Mesdames, Messieurs,

Offrant un service à mi‑chemin entre le domicile et l’accueil en établissements d’hébergement pour personnes âgées dépendantes (EHPAD), les résidences services seniors connaissent un vif essor depuis plusieurs années. En 2026, notre pays devrait ainsi compter près de 1 600 établissements.

Cet engouement repose sur un cadre fiscal doublement avantageux qui incite les particuliers à faire l’acquisition d’un ou plusieurs logements meublés au sein de telles résidences.

Le premier avantage fiscal permet à l’investisseur de récupérer la taxe sur la valeur ajoutée sur l’achat du bien immobilier (pour un achat à 200 000 euros, 40 000 euros sont ainsi « récupérés » par l’investisseur). Le second avantage fiscal assis sur la location en meublé non‑professionnel (LMNP) permet, lui, d’amortir ou de réduire l’imposition des revenus locatifs.

Si, de prime abord, ces investissements peuvent paraître avantageux, notamment pour la constitution d’un complément de revenus dans la perspective de la retraite, des effets pervers sont hélas à relever, et il arrive que l’investissement devienne un fardeau pour des ménages qui y ont parfois investi toute leur épargne, ou qui se sont lourdement endettés.

La faillite du groupe Réside Études, qui exploitait près de 80 résidences dans lesquelles ont investi près de 6 000 particuliers, illustre crûment les dérives du modèle actuel. Ces investisseurs, dont certains sont aujourd’hui privés de loyers et restent sans visibilité quant à un éventuel rachat du groupe, se trouvent en grande difficulté financière. Dans la majorité des cas, ils doivent continuer à rembourser leurs mensualités de crédit, sans percevoir le moindre revenu locatif. Cette situation provoque une détresse financière et psychologique profonde, pouvant conduire à la désintégration de certains foyers, voire à des cas de suicide.

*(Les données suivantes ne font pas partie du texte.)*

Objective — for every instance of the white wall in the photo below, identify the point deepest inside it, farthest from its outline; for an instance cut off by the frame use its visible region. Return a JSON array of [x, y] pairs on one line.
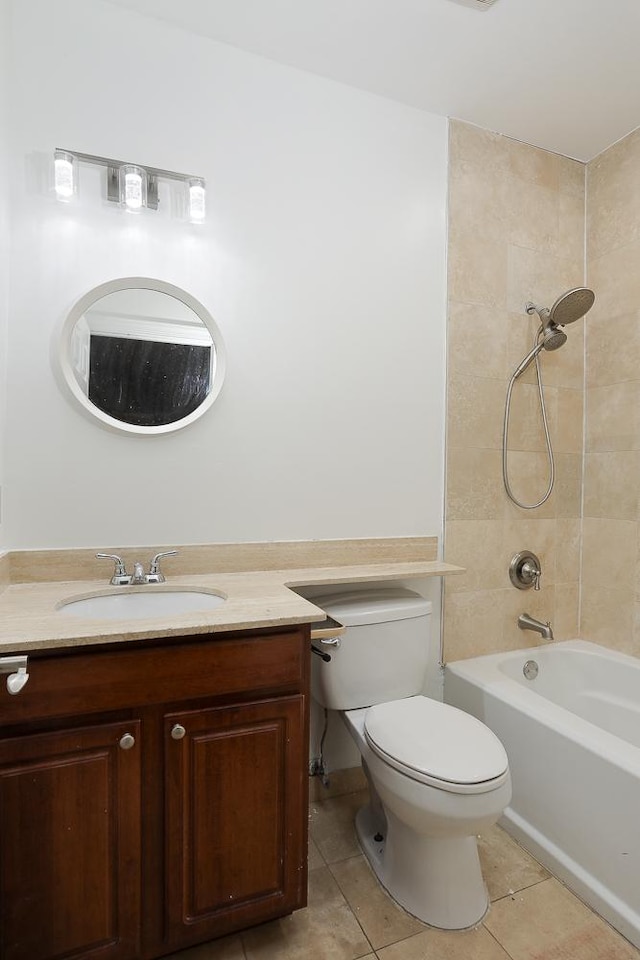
[[5, 50], [322, 261]]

Cet exemple très concret démontre à lui seul les limites d’un système présenté comme vertueux mais qui peut très vite mettre en très grande difficulté des particuliers qui ne sont ni des familiers des baux commerciaux, ni des spécialistes du droit fiscal. Face à l’absence de locataires, au retrait des exploitants ou à la baisse des loyers imposée par ces derniers, les particuliers investisseurs sont démunis.

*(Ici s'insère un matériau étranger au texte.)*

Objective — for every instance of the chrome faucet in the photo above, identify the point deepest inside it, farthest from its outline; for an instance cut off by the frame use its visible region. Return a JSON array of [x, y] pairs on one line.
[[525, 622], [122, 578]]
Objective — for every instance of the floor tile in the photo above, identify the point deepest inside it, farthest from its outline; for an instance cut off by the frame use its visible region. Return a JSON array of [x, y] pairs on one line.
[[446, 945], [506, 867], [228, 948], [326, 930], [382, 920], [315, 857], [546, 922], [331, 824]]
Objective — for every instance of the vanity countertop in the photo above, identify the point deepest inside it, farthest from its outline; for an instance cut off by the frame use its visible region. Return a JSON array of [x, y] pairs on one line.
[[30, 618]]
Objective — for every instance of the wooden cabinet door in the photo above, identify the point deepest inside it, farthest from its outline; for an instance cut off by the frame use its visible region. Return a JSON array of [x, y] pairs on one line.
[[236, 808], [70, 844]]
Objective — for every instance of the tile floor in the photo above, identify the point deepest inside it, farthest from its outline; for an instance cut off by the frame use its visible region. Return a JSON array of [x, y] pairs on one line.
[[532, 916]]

Dans ces conditions, et afin d’éviter ces situations qui peuvent conduire à des drames, il convient de légiférer afin de mieux protéger les particuliers investissant dans les résidences services. Cela a été en partie fait, notamment via la loi ALUR de 2014, pour les investissements réalisés dans les résidences de tourisme. Il convient d’étendre ces dispositions à l’ensemble des résidences services, au premier rang desquelles figurent les résidences seniors.

C’est pourquoi, l’article unique de la présente proposition de loi vise :

– à étendre à toutes les résidences services la règle des baux d’une durée minimale de 9 ans sans possibilité de résiliation triennale. À l’heure actuelle, faute de législation équilibrée et protectrice, des propriétaires peuvent être forcés de réduire leurs loyers face à la menace d’exploitants qui pourraient leur donner congé. Cette disposition, qui s’applique déjà aux résidences de tourisme, permettra de rééquilibrer la relation entre l’exploitant d’une part et les propriétaires d’autre part.

– à rendre obligatoire la mention explicite du droit à l’indemnité d’éviction sur les documents de commercialisation diffusés aux acquéreurs de résidences services. Face aux abus, cette mention est indispensable afin qu’en fin de bail les propriétaires ne découvrent pas que la rupture de celui‑ci n’est possible qu’à condition de verser une indemnité d’éviction dont le montant peut s’avérer disproportionné, et même dépasser l’intégralité des loyers perçus sur toute la durée du bail.

– à étendre à toutes les résidences services le principe selon lequel les parties communes des résidences font l’objet d’une propriété indivise du syndicat des copropriétaires et ne peuvent par conséquent pas faire l’objet d’un lot distinct vendu à un copropriétaire. En l’état du droit, les promoteurs se réservent souvent la propriété des parties privatives à usage commun (accueil, cuisine, bureaux, salle à manger, espaces techniques…) quand ils ne les cèdent pas à une de leurs filiales. Dans ces conditions, ils peuvent réclamer aux propriétaires un loyer ou un prix de vente exorbitant, même dans le cas où la filiale d’exploitation a fait l’objet d’une liquidation judiciaire. Afin d’éviter ce type de pratiques, il convient de faire de ces parties communes, indispensables au fonctionnement des résidences services, des propriétés indivises des syndicats de copropriétaires.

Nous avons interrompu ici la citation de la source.